人道的帝国主義: 民主国家アメリカの偽善と反戦平和運動の実像

人道的帝国主義: 民主国家アメリカの偽善と反戦平和運動の実像


1991年に「リベラシオン」やら「ルモンド」やらがNATOの機関紙に成り果てたのを知っているので,こうした媒体への幻想は喪われて久しいのだが,この本はとても面白かった。

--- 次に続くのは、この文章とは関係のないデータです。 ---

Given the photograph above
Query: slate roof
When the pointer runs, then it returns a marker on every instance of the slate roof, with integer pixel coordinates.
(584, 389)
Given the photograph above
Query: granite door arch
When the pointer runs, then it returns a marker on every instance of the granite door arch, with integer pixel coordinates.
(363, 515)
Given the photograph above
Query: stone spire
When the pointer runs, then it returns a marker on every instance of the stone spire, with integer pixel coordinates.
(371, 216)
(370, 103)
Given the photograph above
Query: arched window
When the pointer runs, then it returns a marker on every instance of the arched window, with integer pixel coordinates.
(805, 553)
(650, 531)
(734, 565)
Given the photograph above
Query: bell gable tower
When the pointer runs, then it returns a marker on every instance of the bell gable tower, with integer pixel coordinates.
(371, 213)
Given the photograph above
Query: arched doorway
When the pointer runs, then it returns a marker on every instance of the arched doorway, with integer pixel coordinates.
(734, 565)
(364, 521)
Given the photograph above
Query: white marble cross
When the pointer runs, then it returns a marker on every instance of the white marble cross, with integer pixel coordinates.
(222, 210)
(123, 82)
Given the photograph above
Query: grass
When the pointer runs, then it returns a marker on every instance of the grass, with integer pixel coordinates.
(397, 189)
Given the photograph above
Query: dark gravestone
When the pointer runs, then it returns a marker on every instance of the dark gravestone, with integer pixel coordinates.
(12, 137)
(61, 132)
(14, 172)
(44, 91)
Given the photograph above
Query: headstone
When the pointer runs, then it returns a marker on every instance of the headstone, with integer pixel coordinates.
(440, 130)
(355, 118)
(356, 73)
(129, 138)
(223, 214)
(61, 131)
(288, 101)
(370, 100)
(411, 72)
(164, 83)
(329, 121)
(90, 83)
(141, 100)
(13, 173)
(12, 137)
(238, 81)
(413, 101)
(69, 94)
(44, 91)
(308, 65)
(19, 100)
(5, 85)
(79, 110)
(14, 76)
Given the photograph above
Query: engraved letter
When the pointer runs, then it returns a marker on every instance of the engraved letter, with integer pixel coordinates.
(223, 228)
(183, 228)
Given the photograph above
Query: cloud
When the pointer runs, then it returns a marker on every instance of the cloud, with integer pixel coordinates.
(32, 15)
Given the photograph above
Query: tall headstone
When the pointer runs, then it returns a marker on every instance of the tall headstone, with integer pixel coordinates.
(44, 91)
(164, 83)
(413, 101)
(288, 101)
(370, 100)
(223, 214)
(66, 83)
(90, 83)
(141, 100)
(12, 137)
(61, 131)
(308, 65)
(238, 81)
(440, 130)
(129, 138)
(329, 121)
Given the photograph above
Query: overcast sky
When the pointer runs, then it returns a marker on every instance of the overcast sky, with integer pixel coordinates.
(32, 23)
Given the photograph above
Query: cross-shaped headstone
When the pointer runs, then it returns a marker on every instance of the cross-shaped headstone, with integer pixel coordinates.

文明人は,伝統的犠牲者たちの抱く世界認識がちょっとでも言及されるだけで,もう怒りを抑えることができない。
ソビエト連邦の場合,残虐な行為は特に国内に向けられた。植民地拡大の可能性がなかったからだ。
民主主義の論拠が,もし世界世論の尊重を意味するなら,一方的干渉権に対しては圧倒的な反対の声が響きわたるはずだ。結局のところ,リベラルな帝国主義者たち,つまりアメリカ民主派の大部分やヨーロッパの社会民主主義緑の党のかなりの部分は,国内的には民主主義を擁護しながら,国際的には干渉,つまりただ一つの国かごく少数の国の独裁を推奨しているのだから,完全に矛盾している。
「…でも…でもなく」はまた,共産主義の挫折以来,左翼一般が宗教的と言えるほどの道徳的絶対主義へ偏向していったときの一つの症状でもある。
ブリュッセルの立派な歴史建造物の大半は,Xが可能にした略奪のおかげで作られたものだ。市電44番の終点に行くと,ほぼ堂々とXを賞賛する博物館がある。われわれの富,われわれの政治システム,われわれの諸制度はすべて,Xの歴史にその源がある。スターリニズムの歴史はわれわれをユートピア嫌いにさせるそうだが,Xの歴史はあれほどひどいものなのに,まだ信用を失わせるには至らない。それどころか,われわれはXが自慢で,自分たちの生活様式を全世界,とりわけXの犠牲者にまで厚かましくも与えようとしている(まるで彼ら犠牲者もXの歴史を再現できるかのように)。究極の逆説がある。左翼から右翼まで,その言うところを聞けば,Xを生み出し,最大限にそれを利用した大陸は,とりわけXの犠牲者となった国々での人権のために,より介入しやすくする軍事計画の下で一致団結すべしと,ほぼ口を揃えている。 言うまでもなく,Xとは植民地主義であり,(タブー語を使えば)西欧帝国主義である。